Ukraine war and the reliance on Russian energy

The writer says the dependence on Russian fossil fuels has somewhat deterred the onslaught of sanctions against them, but the consequences don't end there.

Md Shafiqul Islam

Md Shafiqul Islam

The Daily Star


The disruption of oil and gas supply due to sanctions on Russia has created global energy insecurity. File Photo: Reuters

April 21, 2022

DHAKA – The Russian invasion of Ukraine and the subsequent sanctions against Russia have already created a global energy insecurity. Russia is the largest natural gas exporter in the world, the second highest crude oil and condensates exporter after Saudi Arabia, and the third largest coal exporter behind Indonesia and Australia. Russian exports account for about 45 percent of the European Union’s (EU) gas imports and 40 percent of its entire gas consumption. Germany, Turkey, Italy, Belarus, and France receive most of this natural gas. China and Japan are also among the top 10 destinations, together accounting for approximately 10 percent of Russia’s natural gas exports. Countries in Asia—China, Japan, South Korea, and Taiwan—and the Oceanic region receive most of Russia’s coal exports. This dependence on Russian fossil fuels has somewhat deterred the onslaught of sanctions against them—and the consequences don’t end there.

This disruption to oil and gas supply from a major exporter closely mirrors the events of the Yom Kippur War. In 1973, the Organization of the Petroleum Exporting Countries’ (OPEC) oil embargo on the US compelled them to build over a hundred nuclear reactors to ensure energy security. However, that trend died down in the mid-80s after the Three Mile Island and Chernobyl accidents. Before the Fukushima accident in 2011, 13 percent of global electricity was generated from nuclear energy. Before the Russia-Ukraine war, the share of nuclear power was 10 percent.

One may think that a focus on nuclear reactors would alleviate some of the energy needs once again. But it’s not that simple. Russia has the largest uranium enrichment capacity in the world and provides about 35 percent of the global requirement. Reactors in many countries run on Russian-supplied nuclear fuel, including several in the US and Europe.

Despite the US decision to stop importing Russia’s fossil fuels, a full ban on uranium import is yet to be seen. The good news is that there would be no immediate impact if Russia’s uranium export is cut off, as the reactors currently in operation in the US can run for 18-24 months without being refuelled. And it is prodding other European countries like Poland, Czech Republic, and the UK to accelerate their nuclear power deployment plans. In Asia, both Japan and South Korea are reversing their positions on nuclear expansion, and China has announced plans to build 150 reactors. The global dependency on Russia’s oil, coal, and gas has shown how vulnerable the global energy infrastructure is. The combination of the growing demand for reliable carbon-free energy, a need for decreased dependence on Russia’s fossil fuels, and the need for energy security is enhancing the appeal of nuclear power in an unexpected way. Furthermore, large uranium reserves in Russia and Kazakhstan should also serve as motivation to explore new innovative fuel cycles, and the return of previously explored alternatives like the thorium fuel cycle (much abundant than the traditional uranium fuel), which was popular in the 70s. Nuclear energy already received a boost out of the COP26 climate conference in Scotland last year, as countries grappled with how to meet their carbon emission goals.

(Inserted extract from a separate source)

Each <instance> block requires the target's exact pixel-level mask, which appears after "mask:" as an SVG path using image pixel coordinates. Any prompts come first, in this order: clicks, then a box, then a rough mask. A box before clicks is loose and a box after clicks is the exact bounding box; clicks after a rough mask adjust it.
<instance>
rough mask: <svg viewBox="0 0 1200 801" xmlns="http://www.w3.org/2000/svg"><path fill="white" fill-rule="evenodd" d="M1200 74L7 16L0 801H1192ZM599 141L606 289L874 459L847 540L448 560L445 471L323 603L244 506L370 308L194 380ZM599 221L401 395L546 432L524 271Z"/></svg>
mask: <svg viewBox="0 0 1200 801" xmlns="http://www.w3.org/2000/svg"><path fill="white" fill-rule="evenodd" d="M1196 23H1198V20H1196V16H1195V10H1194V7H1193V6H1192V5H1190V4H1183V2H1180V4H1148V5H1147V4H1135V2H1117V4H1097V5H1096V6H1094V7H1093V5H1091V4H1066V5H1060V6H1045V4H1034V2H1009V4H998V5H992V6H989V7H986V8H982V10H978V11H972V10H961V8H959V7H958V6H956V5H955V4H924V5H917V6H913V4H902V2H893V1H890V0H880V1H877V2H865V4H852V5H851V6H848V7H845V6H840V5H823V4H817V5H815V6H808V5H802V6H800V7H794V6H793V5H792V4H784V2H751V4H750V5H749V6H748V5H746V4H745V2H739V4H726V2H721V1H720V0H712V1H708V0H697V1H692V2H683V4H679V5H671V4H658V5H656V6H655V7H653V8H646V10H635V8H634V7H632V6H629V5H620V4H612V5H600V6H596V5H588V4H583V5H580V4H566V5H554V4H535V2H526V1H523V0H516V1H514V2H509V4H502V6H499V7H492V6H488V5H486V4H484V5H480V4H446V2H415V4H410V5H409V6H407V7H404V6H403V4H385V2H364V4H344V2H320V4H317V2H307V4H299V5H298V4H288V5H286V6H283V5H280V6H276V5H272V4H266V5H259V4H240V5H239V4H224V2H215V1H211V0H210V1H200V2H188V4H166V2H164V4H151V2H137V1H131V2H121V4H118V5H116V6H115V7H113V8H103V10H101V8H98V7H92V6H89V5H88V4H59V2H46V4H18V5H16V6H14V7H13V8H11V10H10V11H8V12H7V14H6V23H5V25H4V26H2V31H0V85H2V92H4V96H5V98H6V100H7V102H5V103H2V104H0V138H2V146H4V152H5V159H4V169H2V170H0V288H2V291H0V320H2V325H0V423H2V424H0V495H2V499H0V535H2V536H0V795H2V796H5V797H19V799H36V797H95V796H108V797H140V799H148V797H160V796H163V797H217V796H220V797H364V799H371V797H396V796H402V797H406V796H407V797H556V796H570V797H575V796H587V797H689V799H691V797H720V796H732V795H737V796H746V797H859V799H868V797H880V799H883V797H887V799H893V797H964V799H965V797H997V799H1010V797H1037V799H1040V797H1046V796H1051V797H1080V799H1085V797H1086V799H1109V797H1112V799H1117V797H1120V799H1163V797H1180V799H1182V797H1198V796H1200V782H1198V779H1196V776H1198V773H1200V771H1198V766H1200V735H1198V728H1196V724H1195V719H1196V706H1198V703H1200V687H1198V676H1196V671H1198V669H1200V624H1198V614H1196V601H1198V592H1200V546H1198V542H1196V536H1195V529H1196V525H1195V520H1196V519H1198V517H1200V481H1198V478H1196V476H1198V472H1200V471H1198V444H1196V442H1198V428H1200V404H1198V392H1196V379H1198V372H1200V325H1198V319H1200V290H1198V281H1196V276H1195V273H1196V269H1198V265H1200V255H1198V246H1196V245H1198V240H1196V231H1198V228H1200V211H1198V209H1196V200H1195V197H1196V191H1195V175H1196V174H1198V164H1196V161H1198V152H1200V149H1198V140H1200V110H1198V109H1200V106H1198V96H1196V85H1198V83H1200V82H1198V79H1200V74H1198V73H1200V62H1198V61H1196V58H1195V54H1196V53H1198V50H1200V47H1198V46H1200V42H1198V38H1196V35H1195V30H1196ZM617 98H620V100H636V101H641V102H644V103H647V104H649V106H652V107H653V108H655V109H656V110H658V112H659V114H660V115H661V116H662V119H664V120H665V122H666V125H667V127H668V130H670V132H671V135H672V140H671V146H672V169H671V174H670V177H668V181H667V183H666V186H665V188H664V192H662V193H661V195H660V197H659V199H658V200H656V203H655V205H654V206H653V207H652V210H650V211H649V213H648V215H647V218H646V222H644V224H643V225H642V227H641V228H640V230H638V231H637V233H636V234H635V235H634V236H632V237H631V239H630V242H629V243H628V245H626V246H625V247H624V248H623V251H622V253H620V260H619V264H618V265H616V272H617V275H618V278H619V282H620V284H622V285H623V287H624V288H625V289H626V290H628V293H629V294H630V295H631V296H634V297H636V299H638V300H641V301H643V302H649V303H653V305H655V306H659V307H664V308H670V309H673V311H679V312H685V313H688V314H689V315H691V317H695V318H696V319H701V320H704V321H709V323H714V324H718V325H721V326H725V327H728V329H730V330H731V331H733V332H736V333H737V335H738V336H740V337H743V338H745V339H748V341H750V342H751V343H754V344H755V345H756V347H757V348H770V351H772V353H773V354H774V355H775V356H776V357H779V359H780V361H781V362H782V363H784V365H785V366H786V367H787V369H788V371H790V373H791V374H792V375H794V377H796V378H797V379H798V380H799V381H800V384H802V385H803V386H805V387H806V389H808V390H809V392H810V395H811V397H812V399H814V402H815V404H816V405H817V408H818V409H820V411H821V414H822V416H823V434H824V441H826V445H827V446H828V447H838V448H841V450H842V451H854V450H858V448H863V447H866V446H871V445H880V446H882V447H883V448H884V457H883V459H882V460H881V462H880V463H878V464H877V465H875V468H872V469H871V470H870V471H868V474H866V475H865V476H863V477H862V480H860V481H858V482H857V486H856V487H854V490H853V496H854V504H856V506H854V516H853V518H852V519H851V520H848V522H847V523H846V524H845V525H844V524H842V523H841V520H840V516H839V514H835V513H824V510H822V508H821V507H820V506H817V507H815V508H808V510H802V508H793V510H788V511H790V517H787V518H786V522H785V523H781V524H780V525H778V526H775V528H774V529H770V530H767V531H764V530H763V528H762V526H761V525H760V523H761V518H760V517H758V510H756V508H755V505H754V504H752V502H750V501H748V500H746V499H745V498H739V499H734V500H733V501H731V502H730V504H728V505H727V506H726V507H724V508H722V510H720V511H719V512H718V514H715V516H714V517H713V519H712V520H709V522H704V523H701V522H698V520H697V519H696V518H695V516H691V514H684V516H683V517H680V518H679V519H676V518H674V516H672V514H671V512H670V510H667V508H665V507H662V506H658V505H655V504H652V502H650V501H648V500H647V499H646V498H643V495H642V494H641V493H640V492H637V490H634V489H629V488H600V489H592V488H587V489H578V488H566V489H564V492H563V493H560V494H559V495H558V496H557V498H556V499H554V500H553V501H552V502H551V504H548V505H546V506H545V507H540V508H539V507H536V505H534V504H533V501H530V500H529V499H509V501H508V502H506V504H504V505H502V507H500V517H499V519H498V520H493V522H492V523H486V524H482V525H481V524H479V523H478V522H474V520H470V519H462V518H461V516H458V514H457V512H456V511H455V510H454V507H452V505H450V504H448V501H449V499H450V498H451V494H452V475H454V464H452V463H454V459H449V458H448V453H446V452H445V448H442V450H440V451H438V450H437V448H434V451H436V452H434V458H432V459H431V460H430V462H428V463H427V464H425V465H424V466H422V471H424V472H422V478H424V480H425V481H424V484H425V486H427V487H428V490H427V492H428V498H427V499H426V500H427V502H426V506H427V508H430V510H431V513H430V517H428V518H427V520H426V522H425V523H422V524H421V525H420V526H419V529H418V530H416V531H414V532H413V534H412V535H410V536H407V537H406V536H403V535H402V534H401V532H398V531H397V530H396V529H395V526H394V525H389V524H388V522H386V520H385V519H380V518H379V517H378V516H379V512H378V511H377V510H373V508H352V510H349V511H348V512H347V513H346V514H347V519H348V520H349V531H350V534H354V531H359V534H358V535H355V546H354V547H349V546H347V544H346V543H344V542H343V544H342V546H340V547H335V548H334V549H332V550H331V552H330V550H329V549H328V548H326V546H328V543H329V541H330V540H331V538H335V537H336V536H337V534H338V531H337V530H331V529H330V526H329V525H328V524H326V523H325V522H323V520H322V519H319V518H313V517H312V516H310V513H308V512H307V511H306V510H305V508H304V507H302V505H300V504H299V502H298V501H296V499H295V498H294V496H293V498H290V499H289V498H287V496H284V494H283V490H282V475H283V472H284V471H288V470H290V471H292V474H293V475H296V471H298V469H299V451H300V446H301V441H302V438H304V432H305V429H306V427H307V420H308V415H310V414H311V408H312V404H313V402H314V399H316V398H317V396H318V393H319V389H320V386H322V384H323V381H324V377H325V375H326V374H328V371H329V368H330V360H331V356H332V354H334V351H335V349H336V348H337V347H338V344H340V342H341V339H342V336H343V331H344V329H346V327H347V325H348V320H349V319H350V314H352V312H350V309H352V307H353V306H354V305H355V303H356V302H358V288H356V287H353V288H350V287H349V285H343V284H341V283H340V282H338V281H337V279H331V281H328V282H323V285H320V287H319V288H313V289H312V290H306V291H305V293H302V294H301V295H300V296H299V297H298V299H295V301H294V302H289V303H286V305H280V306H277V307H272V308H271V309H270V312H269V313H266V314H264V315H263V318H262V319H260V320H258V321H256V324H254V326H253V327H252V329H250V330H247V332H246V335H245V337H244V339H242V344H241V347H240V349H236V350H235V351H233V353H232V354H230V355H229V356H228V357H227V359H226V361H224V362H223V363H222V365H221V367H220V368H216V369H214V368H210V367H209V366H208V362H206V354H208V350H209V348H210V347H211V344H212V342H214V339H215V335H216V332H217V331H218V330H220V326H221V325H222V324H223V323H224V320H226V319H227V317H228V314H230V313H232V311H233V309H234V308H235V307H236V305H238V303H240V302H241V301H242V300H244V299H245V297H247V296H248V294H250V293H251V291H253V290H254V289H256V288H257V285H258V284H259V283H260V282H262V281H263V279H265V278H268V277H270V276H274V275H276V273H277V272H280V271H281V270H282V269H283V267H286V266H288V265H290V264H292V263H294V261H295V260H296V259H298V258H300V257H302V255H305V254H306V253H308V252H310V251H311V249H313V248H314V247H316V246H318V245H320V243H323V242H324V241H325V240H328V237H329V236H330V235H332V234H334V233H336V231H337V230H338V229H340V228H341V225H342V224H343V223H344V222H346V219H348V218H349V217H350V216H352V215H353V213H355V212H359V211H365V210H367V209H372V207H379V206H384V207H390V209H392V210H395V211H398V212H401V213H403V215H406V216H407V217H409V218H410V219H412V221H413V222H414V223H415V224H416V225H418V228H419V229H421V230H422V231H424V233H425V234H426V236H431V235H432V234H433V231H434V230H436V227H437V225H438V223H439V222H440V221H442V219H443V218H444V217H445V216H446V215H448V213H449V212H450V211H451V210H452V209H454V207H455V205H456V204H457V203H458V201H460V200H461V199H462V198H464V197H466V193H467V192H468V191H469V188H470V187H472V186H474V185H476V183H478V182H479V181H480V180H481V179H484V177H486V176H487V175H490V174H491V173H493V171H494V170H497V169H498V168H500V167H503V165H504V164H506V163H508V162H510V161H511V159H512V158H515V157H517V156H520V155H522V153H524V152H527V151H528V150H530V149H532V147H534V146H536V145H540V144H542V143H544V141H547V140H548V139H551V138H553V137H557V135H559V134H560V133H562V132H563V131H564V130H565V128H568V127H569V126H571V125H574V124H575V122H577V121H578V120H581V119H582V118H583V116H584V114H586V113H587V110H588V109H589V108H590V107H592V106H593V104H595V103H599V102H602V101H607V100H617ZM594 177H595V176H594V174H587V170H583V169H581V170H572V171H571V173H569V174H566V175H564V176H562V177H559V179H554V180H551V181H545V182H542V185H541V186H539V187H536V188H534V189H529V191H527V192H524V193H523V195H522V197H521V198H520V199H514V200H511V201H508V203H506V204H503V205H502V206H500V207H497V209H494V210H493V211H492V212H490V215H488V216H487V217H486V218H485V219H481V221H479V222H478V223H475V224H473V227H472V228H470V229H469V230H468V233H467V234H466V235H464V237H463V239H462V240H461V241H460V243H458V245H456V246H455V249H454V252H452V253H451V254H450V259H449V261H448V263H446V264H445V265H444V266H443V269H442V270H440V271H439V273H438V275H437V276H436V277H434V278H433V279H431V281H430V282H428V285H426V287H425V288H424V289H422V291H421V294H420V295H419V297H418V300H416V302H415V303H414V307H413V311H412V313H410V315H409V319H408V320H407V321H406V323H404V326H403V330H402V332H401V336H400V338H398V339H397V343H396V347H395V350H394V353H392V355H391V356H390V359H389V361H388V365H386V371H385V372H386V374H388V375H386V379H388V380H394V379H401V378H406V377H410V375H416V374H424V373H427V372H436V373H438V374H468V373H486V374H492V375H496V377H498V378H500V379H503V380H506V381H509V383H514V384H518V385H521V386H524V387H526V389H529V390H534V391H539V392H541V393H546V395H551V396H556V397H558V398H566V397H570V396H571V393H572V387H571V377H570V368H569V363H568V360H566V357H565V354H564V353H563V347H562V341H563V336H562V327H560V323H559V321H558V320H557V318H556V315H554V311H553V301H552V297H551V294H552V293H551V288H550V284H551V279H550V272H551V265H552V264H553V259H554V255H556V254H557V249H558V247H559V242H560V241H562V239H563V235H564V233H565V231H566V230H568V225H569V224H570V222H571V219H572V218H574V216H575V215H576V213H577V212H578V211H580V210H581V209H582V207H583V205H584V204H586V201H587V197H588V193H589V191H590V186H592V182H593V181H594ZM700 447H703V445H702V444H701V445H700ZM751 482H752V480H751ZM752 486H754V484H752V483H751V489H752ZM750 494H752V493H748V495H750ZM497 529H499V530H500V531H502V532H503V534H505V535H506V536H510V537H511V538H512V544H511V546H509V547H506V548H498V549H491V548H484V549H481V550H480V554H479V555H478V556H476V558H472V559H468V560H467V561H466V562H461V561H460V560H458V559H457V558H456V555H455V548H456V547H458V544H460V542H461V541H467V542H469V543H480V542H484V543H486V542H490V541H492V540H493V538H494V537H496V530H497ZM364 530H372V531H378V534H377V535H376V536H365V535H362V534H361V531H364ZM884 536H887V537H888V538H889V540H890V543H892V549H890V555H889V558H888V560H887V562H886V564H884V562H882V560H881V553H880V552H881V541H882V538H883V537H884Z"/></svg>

Currently, Russia is the world’s primary nuclear power exporter. However, they may lose their existing (Turkey, Bangladesh, Belarus, India, Iran, China, and Egypt) and future clients of the Water-Water Energetic Reactor (VVER)—similar to the Western Pressurised Water Reactor (PWR) design—due to financial sanctions, supply chain disruption, and a lack of technical support from the West. This void needs to be filled up, and it is a chance for North American and EU nuclear reactor manufacturers to pounce upon. If Russia’s long-term state sponsorship of nuclear power gets hampered, and if the West does not come forward to fill in this for the developing countries, China will inevitably take the opportunity to increase its influence. This does not bode well for the existing liberal world order.

The US is working on developing the next generation of advanced small modular/micro reactors with enhanced safety features. These reactors will require uranium fuel with higher enrichment which, at present, can only be produced in Russia. This dependence on Russian resources and technology has reduced Washington’s leverage against The Kremlin. If the US wants to wean its nuclear industry, and that of its allies, off of Russia’s nuclear cooperation, it will have to reconsider its nuclear energy policy. In response to Russia’s invasion of Ukraine, civil nuclear expansion will be a worthy step for all.

Ever since Klaus Fuchs, a German nuclear spy, gave the USSR the secrets of the Manhattan Project, nuclear warfare has been at the forefront of the conflict between the first world liberal society and the former communist bloc. During the Cold War, the two sides developed their nuclear reactor technology independently. This led to some unique Russian designs that strayed far from the contemporary Western designs. Added to that is the ticking clock of global warming. So time has come to rethink every country’s nuclear energy policy for energy security as well as for tackling climate change.